BALANCE SHEET AND CAPITAL MARKETS ACTIVITY
As of December 31, 2020, the Company had cash and cash equivalents (including restricted cash) of $7.5 million and available revolver borrowing capacity of $11.9 million. As of December 31, 2020, the Company had total outstanding long-term debt of $168.3 million associated with assets held for use with a weighted average maturity of 2.1 years and a weighted average interest rate of 3.79%.
CAPITAL INVESTMENTS
The Company invested $0.6 million in capital improvements throughout the portfolio in the twelve months ended December 31, 2020 to upgrade its properties and maintain brand standards.
OUTLOOK AND GUIDANCE
The Company has suspended guidance until further notice.
DIVIDENDS
On March 30, 2020, the Sixth Amendment to the Key Bank credit facility was signed which provides that no cash dividends or distributions may be made to common or preferred shareholders for the remaining term of the debt. On November 19, 2020 the Company signed the ninth amendment to the KeyBank Credit Facility that provides the conditions that must be met before cash dividends may be made to common and preferred shareholders.
EARNINGS CALL
The Company will not be conducting a fourth quarter earnings conference call.
About Condor Hospitality Trust, Inc.
Condor Hospitality Trust, Inc. (NYSE American: CDOR) is a self-administered real estate investment trust that specializes in the investment and ownership of upper midscale and upscale, premium-branded, select-service, extended-stay, and limited-service hotels in the top 100 Metropolitan Statistical Areas (“MSAs”) with a particular focus on the top 20 to 60 MSAs. The Company currently owns 15 hotels in 8 states. Condor’s hotels are franchised by a number of the industry’s most well-regarded brand families including Hilton, Marriott, and InterContinental Hotels.
Forward-Looking Statement
This news release may contain forward-looking statements within the meaning of the Private Securities Litigation Reform Act of 1995. Forward-looking statements include all statements that are not historical facts, and in some cases, can be identified by the use of forward-looking terminology such as “may”, “will”, “expect”, “intend”, “anticipate”, “estimate”, “believe”, “continue”, “project”, “plan”, the negative version of these words or other similar expressions. Readers are cautioned not to place undue reliance on any such forward-looking statements.
All forward-looking statements speak only as of the date hereof and are based on current expectations and involve a number of assumptions, risks and uncertainties that could cause the actual results to differ materially from such forward-looking statements. They are not guarantees of future performance and involve risks and uncertainties that are difficult to control or predict. Factors which could have a material adverse effect on our operations and future prospects include, but are not limited to, changes in economic conditions generally and the real estate market specifically, legislative/regulatory changes (including changes to laws governing the taxation of real estate investment trusts), availability of capital, risks associated with debt financing, interest rates, competition, supply and demand for hotel rooms in our current and proposed market areas, policies and guidelines applicable to real estate investment trusts, risks related to uncertainty and disruption in global economic markets as a result of COVID-19 (commonly referred to as the coronavirus), and other risks and uncertainties described herein, and in our filings with the Securities and Exchange Commission (“SEC”) from time to time.

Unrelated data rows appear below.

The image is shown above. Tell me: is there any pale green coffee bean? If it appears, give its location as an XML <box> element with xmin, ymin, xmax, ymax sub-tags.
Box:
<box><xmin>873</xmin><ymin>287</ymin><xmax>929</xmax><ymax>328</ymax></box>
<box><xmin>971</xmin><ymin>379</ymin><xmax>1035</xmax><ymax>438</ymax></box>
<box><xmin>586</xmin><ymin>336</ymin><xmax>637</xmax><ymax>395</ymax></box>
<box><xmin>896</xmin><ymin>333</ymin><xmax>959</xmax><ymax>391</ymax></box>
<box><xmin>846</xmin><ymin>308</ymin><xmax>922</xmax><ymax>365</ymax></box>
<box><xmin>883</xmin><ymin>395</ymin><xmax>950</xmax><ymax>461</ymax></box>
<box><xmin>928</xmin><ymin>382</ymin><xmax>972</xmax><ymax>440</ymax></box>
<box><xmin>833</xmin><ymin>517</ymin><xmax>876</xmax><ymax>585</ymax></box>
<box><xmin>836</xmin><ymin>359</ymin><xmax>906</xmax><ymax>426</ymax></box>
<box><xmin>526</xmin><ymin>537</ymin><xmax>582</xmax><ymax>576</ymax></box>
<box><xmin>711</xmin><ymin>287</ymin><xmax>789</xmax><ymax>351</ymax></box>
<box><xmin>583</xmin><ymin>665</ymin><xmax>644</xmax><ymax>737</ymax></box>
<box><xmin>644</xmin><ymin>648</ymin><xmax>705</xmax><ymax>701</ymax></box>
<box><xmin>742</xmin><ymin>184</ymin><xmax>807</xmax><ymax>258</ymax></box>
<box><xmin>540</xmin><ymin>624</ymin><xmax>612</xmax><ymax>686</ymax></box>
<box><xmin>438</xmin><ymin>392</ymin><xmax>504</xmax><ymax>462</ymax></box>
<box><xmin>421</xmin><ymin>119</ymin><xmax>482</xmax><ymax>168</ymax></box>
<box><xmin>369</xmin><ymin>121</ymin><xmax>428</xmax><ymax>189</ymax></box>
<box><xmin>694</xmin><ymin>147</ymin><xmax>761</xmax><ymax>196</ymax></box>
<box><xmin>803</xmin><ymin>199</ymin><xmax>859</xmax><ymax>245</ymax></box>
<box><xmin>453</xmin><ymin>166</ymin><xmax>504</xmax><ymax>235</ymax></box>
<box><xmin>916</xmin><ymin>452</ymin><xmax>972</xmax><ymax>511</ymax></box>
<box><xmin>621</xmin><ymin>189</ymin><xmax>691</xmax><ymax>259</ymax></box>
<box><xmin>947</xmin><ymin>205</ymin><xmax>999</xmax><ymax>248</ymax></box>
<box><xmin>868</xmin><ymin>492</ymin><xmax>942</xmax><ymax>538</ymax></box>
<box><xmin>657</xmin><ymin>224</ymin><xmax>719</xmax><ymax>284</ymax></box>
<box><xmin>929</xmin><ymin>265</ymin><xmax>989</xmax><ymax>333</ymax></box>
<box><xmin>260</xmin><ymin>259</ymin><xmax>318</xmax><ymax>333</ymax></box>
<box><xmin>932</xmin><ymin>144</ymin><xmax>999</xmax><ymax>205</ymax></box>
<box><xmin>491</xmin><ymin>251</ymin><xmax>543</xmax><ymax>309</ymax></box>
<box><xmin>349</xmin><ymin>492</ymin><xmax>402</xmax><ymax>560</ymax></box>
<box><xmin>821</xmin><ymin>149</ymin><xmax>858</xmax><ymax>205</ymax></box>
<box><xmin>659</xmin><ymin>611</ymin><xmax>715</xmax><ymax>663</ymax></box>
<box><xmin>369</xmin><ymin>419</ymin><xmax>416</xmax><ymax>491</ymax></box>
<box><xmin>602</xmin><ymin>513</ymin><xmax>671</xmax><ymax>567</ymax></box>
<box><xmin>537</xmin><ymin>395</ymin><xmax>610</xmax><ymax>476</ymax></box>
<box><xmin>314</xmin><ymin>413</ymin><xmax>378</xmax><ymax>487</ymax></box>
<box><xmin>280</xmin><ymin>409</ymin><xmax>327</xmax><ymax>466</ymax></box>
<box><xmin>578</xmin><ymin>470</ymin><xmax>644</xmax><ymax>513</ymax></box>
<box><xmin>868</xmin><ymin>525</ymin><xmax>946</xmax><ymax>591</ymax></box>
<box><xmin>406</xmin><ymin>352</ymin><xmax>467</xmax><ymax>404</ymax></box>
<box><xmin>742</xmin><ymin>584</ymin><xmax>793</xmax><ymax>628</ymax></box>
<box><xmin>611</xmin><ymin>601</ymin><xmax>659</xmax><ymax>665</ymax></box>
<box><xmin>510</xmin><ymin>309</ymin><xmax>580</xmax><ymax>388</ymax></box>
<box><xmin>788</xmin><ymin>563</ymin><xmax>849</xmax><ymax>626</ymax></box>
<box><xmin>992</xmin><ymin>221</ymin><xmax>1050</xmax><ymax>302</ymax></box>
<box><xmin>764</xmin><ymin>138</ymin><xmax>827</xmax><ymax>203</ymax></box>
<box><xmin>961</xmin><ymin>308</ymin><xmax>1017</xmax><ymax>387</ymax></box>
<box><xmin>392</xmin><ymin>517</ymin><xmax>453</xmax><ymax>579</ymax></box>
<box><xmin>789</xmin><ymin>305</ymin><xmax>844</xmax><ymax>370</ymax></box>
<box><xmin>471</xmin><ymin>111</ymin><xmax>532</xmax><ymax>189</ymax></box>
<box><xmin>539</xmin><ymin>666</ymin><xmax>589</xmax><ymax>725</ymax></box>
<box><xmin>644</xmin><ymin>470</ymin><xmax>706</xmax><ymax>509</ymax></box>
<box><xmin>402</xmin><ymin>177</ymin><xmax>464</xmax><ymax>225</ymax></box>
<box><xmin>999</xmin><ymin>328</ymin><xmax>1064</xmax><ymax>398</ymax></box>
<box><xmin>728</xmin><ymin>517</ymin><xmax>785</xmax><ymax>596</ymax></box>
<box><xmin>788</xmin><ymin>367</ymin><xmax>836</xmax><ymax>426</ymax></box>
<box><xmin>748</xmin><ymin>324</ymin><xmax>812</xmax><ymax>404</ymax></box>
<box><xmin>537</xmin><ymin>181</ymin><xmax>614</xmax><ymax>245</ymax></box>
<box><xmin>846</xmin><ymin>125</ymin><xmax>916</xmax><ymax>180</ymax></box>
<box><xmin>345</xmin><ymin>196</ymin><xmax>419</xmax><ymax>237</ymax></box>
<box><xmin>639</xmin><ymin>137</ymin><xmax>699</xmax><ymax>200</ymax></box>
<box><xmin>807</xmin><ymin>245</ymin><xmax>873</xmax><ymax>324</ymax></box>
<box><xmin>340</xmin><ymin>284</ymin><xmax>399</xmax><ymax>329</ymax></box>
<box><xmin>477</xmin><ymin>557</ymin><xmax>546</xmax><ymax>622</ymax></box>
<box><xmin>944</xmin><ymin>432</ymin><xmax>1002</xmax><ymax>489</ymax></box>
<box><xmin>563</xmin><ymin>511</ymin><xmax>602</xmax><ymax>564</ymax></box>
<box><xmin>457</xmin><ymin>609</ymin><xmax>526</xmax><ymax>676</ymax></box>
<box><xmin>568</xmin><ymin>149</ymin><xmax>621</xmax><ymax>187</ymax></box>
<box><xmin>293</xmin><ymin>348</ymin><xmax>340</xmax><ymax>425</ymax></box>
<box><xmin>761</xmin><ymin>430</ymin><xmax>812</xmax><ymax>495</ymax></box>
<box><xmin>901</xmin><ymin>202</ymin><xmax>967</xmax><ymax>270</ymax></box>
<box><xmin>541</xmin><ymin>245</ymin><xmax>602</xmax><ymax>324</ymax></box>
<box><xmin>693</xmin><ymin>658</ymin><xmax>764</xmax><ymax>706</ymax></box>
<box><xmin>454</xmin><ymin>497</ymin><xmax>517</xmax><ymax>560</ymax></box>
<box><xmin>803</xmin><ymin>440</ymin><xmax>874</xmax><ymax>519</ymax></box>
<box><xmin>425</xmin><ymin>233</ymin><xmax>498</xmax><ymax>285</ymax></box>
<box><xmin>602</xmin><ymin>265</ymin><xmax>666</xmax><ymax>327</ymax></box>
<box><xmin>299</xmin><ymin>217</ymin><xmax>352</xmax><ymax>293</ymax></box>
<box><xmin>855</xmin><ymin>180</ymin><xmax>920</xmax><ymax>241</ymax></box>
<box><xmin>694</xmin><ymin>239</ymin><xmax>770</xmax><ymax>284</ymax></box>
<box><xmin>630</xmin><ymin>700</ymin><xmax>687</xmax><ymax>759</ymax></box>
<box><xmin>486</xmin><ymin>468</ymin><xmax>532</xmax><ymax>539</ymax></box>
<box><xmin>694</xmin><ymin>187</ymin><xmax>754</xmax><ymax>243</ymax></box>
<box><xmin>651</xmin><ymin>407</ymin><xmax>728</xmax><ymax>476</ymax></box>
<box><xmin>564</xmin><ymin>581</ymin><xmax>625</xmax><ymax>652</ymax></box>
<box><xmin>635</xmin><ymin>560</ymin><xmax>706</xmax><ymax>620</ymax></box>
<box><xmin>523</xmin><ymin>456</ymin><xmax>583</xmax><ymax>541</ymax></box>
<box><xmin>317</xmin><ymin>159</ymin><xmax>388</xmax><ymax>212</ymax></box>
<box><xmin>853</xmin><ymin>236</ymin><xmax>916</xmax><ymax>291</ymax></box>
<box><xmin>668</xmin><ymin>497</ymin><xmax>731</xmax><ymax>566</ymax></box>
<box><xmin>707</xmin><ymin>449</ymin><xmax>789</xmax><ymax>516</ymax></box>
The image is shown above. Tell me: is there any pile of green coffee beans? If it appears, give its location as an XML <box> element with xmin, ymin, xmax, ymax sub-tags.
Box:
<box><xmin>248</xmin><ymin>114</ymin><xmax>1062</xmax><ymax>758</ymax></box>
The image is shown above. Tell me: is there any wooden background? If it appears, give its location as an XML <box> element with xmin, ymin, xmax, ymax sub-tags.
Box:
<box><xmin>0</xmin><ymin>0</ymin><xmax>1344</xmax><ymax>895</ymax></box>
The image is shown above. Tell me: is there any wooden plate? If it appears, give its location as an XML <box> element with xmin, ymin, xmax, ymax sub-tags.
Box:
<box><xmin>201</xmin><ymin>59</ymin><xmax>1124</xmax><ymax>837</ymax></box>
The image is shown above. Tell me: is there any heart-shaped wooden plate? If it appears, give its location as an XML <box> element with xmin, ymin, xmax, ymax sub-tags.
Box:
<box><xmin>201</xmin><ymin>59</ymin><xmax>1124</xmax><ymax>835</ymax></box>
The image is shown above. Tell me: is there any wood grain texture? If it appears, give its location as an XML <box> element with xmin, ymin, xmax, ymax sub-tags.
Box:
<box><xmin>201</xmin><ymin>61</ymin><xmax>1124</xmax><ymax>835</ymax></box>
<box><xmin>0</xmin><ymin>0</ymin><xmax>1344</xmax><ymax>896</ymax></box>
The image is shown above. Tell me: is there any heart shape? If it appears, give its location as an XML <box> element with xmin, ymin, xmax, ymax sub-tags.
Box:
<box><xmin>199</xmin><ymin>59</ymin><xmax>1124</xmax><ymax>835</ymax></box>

These risks and uncertainties should be considered in evaluating any forward-looking statements.
The forward-looking statements represent Condor’s views as of the date on which such statements were made. Condor anticipates that subsequent events and developments may cause those views to change. These forward-looking statements should not be relied upon as representing Condor’s views as of any date subsequent to the date hereof. Condor expressly disclaims a duty to provide updates to forward-looking statements, whether as a result of new information, future events or other occurrences.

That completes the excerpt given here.